Ich sitz' am Fenster – abgestellt, in mich versunken, alt und weise!
Du siehst nur Hörgerät, schlecht sitzendes Gebiss und mich als Greise.
Ich bin lebendig noch! Vergnügt sogar – ich reise!
Meine Erinnerungen tragen mich weit fort, ganz sacht und leise.
Ich lache, liebe, küsse und kann träumen.
Ich bin nicht hier - ich bin weit fort in anderen Räumen ...
Du glaubst ich sei verwirrt, weil ich viel schweige?
Hab' all die Worte schon verbraucht, sie gingen zur Neige.
Du siehst mich an – in deinem Blick ist Mitleid und ein stilles Bangen.
Glaubst abgeschoben mich, vergessen und sogar gefangen.
Dies Schicksal, hier zu sein scheint dir unsäglich schwer.
Doch ich bin frei – in mir – das andere stört nicht mehr.
Ich hab' gelebt! Ich bin nun satt, bin müd' und möchte einfach treiben.
Es hält mich nichts zurück – ich bin allein und muss nicht länger bleiben.
Bewältigt hab' ich sie, die Aufgaben des Lebens -
mal gut, mal schlecht und manches schien vergebens.

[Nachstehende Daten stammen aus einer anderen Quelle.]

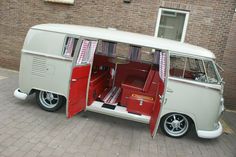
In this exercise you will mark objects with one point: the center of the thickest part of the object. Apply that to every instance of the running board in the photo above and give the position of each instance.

Ich brauch' kein Morgen, ich hab' Gestern und das reichlich!
Das Ende naht – es ist kein Feind - nur unausweichlich.
Drum lass' mich hier am Fenster sitzen mit gesenktem Blick.
Ich schlafe nicht! Ich reise tief in mir - und nenn' es “Glück“.
Jedesmal, wenn ich Verwandte im Altenheim besuche, gehe ich vorbei an zahlreichen Senioren, die in ihren Rollstühlen vor die Fenster geschoben wurden. Die wenigsten schauen hinaus. Sie scheinen vor sich hin zu "dämmern". Ich frage mich oft, was in ihnen vorgeht. Schön wäre es, wenn meine Gedanken dazu, die ich in diesem Gedicht festgehalten habe, bei dem einen oder anderen dieser Menschen der Wahrheit entsprächen ...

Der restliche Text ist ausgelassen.